MCGREEVY wants to see change happening faster and has set up LIDA, an online database, using overseas data, where people can check on the inherited problems they are likely to encounter in a given breed. It gets more than 25,000 hits a month. But he wants more specifically Australian data, and has been looking for research funding. Already about 250 veterinary practices around Australia are contributing information to LIDA, he says, but more is needed. "Requests for funding to monitor disease in the Australian dog population have fallen on deaf ears for the past eight years," he says. He believes that many breeders are resistant to scientific argument.

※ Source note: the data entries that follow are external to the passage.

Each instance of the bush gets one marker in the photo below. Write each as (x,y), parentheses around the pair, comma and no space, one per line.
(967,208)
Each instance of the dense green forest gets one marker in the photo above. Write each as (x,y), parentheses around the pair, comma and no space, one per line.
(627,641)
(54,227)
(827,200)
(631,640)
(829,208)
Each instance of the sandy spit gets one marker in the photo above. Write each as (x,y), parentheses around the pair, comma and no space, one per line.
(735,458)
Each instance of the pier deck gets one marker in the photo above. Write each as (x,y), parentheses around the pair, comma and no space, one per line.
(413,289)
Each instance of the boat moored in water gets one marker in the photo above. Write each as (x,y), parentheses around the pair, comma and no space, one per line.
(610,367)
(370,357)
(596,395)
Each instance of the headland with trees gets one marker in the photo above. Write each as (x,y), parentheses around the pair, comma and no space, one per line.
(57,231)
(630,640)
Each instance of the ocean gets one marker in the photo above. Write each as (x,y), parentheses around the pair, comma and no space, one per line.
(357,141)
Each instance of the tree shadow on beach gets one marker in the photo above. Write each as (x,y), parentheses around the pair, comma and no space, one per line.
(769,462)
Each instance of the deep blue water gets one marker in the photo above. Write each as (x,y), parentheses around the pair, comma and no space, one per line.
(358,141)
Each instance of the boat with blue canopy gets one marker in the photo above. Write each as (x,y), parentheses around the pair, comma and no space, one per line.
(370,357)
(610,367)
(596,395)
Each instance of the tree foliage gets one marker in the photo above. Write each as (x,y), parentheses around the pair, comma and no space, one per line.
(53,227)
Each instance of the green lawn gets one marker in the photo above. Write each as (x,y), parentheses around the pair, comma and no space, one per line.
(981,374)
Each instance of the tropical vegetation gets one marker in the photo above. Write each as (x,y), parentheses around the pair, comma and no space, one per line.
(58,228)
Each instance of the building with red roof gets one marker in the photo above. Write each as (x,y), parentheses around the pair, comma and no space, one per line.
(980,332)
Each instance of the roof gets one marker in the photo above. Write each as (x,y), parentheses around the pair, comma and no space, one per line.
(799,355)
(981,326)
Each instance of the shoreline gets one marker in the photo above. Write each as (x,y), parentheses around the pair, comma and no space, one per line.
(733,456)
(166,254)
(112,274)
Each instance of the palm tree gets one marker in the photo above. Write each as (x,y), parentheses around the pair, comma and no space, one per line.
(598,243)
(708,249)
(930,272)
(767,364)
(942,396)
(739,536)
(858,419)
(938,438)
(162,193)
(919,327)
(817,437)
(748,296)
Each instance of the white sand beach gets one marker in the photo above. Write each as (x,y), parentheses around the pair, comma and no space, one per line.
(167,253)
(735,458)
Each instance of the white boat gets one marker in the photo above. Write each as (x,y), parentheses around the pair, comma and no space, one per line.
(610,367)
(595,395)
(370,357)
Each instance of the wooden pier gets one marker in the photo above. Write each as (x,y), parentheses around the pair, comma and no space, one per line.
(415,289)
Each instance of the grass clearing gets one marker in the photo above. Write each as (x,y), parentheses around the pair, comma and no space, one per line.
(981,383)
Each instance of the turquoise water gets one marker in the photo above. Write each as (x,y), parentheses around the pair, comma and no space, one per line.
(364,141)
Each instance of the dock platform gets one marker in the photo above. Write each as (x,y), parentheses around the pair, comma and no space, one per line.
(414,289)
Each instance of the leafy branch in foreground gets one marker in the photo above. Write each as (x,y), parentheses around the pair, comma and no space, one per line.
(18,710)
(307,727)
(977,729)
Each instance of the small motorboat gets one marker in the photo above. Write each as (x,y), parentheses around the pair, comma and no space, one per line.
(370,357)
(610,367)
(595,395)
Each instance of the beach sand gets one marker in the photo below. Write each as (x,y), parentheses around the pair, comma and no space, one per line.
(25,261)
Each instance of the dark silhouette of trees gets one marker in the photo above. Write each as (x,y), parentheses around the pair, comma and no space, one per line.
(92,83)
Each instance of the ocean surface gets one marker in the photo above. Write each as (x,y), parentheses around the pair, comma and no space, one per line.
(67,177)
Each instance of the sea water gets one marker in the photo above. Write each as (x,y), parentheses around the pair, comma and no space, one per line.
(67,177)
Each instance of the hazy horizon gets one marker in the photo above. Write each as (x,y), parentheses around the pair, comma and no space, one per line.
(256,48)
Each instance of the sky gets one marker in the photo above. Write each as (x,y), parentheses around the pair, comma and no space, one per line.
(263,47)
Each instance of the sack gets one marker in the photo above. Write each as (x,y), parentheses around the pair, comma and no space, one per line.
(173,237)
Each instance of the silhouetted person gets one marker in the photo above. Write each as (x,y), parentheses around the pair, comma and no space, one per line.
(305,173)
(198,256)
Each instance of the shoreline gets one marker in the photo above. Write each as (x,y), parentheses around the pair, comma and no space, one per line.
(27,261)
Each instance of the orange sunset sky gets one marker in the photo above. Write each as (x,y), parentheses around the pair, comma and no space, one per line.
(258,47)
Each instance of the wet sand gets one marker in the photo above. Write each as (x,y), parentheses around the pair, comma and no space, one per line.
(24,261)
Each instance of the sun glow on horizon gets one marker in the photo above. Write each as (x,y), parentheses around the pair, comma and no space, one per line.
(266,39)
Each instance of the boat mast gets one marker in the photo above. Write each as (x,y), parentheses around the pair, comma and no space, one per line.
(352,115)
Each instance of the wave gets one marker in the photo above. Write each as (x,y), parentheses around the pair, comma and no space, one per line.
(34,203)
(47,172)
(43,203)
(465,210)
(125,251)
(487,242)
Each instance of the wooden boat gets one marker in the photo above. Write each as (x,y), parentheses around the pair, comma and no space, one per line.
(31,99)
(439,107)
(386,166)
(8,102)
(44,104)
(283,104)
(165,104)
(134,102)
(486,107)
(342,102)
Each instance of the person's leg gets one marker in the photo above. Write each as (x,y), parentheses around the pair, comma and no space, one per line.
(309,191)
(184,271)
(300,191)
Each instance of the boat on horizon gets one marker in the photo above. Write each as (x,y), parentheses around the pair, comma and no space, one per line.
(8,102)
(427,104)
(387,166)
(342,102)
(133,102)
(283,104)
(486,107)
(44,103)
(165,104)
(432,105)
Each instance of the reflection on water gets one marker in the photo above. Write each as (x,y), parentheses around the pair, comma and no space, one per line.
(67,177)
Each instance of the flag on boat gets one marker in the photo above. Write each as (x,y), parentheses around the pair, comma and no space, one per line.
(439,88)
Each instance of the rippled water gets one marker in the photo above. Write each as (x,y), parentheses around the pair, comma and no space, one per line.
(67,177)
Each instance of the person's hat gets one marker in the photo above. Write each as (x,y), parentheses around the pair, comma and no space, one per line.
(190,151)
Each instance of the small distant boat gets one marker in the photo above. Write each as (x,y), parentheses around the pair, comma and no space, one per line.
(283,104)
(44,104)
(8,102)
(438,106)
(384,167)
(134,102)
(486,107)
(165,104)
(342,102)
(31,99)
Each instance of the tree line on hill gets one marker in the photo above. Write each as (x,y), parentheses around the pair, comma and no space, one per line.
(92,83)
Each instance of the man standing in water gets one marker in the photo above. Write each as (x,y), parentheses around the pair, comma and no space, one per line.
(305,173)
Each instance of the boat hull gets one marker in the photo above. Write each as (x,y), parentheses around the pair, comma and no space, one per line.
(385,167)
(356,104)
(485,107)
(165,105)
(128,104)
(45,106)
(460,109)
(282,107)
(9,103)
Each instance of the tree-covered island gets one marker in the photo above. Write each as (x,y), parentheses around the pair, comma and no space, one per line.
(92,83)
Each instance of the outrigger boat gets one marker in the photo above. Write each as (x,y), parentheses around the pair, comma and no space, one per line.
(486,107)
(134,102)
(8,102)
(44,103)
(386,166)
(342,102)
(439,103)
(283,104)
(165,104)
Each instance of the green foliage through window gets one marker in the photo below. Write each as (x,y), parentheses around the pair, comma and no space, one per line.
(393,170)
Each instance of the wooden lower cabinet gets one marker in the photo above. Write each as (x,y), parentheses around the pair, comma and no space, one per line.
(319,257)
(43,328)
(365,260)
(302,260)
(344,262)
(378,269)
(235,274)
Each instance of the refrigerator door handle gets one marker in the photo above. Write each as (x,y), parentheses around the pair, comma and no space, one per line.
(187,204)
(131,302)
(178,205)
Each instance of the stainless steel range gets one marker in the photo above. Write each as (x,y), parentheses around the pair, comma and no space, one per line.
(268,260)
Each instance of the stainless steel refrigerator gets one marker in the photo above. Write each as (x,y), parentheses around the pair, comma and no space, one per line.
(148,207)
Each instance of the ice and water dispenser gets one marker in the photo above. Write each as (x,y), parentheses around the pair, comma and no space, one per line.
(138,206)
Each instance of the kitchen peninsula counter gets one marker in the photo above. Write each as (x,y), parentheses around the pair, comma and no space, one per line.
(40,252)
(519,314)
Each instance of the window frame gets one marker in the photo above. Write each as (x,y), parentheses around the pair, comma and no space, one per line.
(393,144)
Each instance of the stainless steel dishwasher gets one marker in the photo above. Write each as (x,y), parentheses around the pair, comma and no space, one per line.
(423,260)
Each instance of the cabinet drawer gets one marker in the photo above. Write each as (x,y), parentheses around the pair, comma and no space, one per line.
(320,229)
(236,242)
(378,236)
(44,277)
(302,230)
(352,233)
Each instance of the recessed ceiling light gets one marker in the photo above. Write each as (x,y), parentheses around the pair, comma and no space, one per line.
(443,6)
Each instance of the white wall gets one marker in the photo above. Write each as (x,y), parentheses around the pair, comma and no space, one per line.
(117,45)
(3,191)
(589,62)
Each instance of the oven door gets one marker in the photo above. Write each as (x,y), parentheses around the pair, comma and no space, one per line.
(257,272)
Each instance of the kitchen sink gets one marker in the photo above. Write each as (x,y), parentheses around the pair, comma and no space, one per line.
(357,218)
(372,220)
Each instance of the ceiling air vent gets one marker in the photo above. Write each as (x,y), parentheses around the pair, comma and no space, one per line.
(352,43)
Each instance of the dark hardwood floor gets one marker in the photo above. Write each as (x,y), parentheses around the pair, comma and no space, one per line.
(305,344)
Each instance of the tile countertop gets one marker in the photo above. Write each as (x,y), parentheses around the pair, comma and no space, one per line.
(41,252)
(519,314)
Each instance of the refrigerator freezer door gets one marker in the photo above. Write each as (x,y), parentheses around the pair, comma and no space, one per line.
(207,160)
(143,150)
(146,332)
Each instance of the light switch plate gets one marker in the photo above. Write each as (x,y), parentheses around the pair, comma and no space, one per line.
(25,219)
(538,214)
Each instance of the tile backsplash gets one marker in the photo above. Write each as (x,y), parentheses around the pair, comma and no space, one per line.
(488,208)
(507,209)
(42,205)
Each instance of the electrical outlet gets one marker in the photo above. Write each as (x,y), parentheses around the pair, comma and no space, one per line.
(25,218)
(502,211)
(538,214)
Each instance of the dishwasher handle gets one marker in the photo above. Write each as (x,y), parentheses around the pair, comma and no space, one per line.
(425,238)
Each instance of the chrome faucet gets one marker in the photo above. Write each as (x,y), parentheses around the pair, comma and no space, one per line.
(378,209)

Hugh Gent, president of the national kennel council, says that such criticism doesn't acknowledge the efforts of responsible breeders. But, he says, there is no obligation for any breeder to belong to the ANKC, which limits its ability to influence Australian dog-breeding practices.

Australia's vast distances and multiplicity of discrete state-based dog organisations compound the difficulty of breeding for healthy diversity. In every state there tend to be small bunches of closely related dogs in any given breed.

Gent acknowledges the difficulties, but insists that the ANKC is prepared to address all concerns over inherited problems. As public awareness of these issues grows, he says that prospective puppy buyers will look to breeders who accept changes that enhance the health and welfare of dogs.

Those for whom the health of their dogs is the priority are already at an advantage. Christina Rafton, a NSW-based breeder of borzois, paid $15,000 in the 1970s to import a healthy bitch from overseas. At the time, she says, the average Australian borzoi's life span was four years; now, largely because of the work and money spent by Rafton, borzois live to 11 or 12. But such investments may be prohibitive for many breeders. Most don't make any profit as it is: pedigree breeding is an expensive hobby undertaken by enthusiasts.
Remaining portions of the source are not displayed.